[Standards-JIG] rfc3920bis: Stanza Acknowledgements
bruce at fitzsimons.org
Tue Nov 7 00:07:45 UTC 2006
I've heavily snipped, if I didn't respond then assume I've accepted your
Justin Karneges wrote:
>> The way SCTP copes with this is to ignore the duplicates <SNIP>
> How do you ignore duplicates?
You can ignore duplicates if they have id's by the client knowing which
id was last received and ignoring "older" ones. Hence the need to
increase the id in a controlled way. You can't completely avoid
duplicates any other way (see below) as there is no "watching the
watcher" model for ack reliability. Is duplicate avoidance a design
goal, or a nice to have? Should it be done only on the real 'id' tag by
Having sequence numbers progress in an orderly fashion also helps
efficient implementation -- if every id is just an opaque tag then you
have to linearly search your sending queue to find the matching start
point. The potential for duplicates also creeps in fairly easily if
people pluck them from undefined places, you end up needing another
requirement saying "don't duplicate id's within <criteria> time". The
criteria involves a time envelope including both sender and reciever so
it is a bit hard to define programmatically.
>> I really can't see the need for "previous" requests.

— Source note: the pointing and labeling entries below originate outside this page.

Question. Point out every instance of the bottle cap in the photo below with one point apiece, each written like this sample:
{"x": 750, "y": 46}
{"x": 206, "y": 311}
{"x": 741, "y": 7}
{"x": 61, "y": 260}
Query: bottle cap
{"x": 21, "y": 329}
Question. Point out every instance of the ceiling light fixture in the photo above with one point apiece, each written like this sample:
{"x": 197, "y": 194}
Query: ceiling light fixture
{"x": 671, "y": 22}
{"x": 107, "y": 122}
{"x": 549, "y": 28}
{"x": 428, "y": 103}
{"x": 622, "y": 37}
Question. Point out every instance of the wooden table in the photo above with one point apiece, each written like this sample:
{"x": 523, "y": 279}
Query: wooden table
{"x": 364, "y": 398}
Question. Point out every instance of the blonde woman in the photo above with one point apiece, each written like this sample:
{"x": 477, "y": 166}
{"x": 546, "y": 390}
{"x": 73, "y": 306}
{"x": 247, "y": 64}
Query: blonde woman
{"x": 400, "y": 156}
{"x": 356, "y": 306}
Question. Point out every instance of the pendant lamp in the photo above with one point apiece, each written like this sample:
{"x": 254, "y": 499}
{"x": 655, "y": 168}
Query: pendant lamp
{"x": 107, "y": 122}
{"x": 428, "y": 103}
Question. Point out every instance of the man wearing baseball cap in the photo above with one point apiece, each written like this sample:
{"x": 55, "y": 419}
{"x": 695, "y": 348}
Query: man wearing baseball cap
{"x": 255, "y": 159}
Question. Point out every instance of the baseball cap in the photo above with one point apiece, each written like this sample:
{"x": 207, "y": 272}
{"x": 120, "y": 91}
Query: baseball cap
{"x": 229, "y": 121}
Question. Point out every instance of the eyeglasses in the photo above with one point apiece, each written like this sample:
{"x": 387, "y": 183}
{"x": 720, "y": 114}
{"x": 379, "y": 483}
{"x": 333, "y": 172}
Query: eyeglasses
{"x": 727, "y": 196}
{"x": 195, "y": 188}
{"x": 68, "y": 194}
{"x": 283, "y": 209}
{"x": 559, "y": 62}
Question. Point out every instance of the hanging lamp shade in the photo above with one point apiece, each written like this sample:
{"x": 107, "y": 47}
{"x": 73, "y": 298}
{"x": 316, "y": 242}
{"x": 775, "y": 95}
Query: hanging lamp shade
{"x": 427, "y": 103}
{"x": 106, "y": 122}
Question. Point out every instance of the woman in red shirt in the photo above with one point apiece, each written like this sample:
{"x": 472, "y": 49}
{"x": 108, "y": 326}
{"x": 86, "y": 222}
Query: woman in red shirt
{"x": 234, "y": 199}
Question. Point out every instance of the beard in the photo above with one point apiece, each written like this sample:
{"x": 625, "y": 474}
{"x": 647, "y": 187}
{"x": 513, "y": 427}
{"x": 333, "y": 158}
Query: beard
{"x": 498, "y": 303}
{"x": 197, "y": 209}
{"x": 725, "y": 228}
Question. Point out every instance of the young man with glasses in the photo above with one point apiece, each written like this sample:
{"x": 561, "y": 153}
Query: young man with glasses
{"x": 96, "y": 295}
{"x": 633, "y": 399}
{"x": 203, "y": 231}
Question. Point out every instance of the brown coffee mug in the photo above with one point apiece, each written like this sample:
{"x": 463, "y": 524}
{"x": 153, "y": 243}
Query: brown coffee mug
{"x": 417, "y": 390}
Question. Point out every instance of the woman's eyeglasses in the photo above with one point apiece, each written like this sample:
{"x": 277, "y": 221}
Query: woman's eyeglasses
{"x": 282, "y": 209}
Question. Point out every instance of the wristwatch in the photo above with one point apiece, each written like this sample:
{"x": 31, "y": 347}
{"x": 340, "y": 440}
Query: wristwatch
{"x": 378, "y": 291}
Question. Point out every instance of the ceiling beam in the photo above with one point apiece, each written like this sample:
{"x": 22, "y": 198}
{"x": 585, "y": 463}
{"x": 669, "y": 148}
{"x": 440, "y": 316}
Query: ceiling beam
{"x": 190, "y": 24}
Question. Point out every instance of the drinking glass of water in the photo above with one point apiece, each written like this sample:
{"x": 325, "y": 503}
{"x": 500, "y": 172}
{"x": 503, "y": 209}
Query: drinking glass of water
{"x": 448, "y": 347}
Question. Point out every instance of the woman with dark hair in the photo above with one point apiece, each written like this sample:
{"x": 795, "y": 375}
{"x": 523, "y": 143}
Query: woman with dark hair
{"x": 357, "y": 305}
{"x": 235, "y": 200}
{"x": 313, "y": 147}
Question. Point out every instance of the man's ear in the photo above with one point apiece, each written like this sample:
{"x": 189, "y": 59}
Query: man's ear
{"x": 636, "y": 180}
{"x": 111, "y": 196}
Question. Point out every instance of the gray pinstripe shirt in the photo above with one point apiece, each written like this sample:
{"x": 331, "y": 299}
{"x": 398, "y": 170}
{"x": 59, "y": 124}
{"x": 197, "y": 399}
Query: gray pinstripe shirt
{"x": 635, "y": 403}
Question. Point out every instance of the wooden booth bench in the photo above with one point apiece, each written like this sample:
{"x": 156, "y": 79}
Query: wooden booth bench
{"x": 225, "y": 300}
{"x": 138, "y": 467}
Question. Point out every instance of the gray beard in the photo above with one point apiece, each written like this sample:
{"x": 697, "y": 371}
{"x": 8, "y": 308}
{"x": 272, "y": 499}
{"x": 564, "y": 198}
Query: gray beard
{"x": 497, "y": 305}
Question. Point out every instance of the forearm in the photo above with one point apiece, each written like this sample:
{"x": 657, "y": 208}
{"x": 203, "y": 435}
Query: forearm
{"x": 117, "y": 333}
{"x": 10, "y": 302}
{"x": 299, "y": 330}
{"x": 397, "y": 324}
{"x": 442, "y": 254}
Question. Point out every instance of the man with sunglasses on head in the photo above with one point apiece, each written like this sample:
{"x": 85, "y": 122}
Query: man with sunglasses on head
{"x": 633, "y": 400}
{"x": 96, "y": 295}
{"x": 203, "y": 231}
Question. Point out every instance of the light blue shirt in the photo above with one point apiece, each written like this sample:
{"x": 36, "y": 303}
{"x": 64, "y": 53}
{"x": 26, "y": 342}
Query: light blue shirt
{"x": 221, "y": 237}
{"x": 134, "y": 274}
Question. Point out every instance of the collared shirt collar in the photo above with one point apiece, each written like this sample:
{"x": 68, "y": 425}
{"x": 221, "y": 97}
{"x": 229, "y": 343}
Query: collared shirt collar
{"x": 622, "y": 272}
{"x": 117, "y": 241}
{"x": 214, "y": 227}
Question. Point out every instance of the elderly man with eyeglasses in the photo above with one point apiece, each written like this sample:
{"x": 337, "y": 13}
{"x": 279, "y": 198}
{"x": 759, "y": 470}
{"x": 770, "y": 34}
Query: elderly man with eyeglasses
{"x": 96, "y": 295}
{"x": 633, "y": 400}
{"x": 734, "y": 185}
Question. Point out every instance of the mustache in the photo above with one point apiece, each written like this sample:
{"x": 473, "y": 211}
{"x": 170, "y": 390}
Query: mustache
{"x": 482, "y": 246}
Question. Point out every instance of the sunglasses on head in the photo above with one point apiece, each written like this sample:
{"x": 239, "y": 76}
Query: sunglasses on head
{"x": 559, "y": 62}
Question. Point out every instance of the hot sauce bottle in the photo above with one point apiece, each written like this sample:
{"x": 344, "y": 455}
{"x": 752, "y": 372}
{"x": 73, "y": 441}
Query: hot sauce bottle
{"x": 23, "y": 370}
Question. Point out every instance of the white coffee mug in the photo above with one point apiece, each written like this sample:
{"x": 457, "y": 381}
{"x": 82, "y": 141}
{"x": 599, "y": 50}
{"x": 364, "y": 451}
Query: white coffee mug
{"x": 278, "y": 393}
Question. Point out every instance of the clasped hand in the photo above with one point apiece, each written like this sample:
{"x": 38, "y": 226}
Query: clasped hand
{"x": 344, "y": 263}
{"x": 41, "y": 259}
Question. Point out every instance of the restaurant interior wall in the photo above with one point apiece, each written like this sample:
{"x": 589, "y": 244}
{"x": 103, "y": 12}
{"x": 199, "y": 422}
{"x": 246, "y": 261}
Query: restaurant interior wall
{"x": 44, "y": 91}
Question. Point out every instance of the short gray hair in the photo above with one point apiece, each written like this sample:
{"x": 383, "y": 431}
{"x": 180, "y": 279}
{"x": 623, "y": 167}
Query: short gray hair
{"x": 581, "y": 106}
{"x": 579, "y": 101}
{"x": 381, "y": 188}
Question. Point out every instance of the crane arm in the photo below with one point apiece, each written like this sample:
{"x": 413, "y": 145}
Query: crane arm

> The sequencing stuff is based on Dave Cridland's "mobile" scenarios. He wants
> to have delivery tracking without acks. Simply tagging a stanza with a
> sequence number adds no considerable overhead, but using round-trip acks do.
> Sequence numbers are also useful for avoiding duplicate transmission, but I
> don't think that was Dave's primary motivation.
I think we're getting to the point of recognising the difference between
the lifetimes of a transport session (TCP connection) and the XMPP
stream. I've been considering that the stream lifetime is tightly bound
to the transport session, but I can see the other point of view. I just
don't know which one is intended...
On the (+) side:
1. Transport session "down" (or too slow for the sender) doesn't mean
you've gone away, the transport can be high-latency or flaky.
2. The sender probably shouldn't be making decisions about what the
recipient considers "bad".
3. Presence should be recipient controlled rather than server dictated
On the (-) side:
1. If we disassociate the two then how long does anyone wait for the
XMPP stream to close if they just disappear? How can it be recognised?
2. If the server does intelligent resource switching based on
availability then it may want to swap to a lower priority resource
immediately rather than sit and queue for the "better" resource.
Perhaps I'm overthinking this...
>> 1. Um, I see an internal contradiction here. You say: "Acks SHOULD be
>> sent as soon as possible, and MUST NOT be withheld for any condition
>> other than a timeout.". Fair enough. But then your example shows the
>> opposite behaviour to that which you've recommended? I'm confused.
> Do you have a suggestion about how to make this more clear?
Ok. I think Dave Cridland has provided an excellent response, although
I'd like to make the timers shorter. I think we're all agreeing that a
one-ack for many packet model is the scalable way to go though. We're
just debating how explicit we need to be about what we're acking, and
how often that needs to be :-)
>> 2. Un-numbered acks are not a wise thing to include support for. If
>> every message has one on, and you get many acks, where did you get up
>> to? It becomes something like a heartbeat, it doesn't give any absolute
>> message-by-message reliability, only a hand-waving "got to about here
>> and it broke".
> This is over TCP, so we don't need numbers.
Okay. I think I have an answer for why you always need sequence numbers
if you want reliability (hop by hop). I think your argument is that the
TCP stream is ordered and so things pulled from the stream will be ack'd
in that order, so you can count the acks to determine what to resend?
A view supported by your referenced section: "Compliant server
implementations *MUST* ensure in-order processing of XML stanzas between
any two entities. " (RFC 3920 s 10). Hmmm.
I think my only problem with this is around duplicates. Just as there is
no contract between the XMPP protocol and the TCP stack regarding what
is submitted versus what is sent, there is no contract in the other
direction between the TCP stack and XMPP regarding what is received vs
processed. What is my point? You may get ack's sent but not received, or
received but not processed; this will cause duplicates on reconnection.
We return to my earlier question about the design goal regarding duplicates.
< argument about multi-threaded processing deleted after reading s10
again :-) >
I'm intrigued by your argument that heartbeat/ping is different to
reliable delivery. This is just so different from other protocols I'm
familiar with that have them interlinked (including TCP, SCTP, SMPP, EMI
and internal protocols). Heartbeats are fill-ins for when there is
insufficient real data to validate the connectivity in these protocols.
It comes back to the discussion of TCP connections vs XMPP streams --
are pings checking the heath of the TCP connection while acks
potentially cross multiple TCP connections without concern?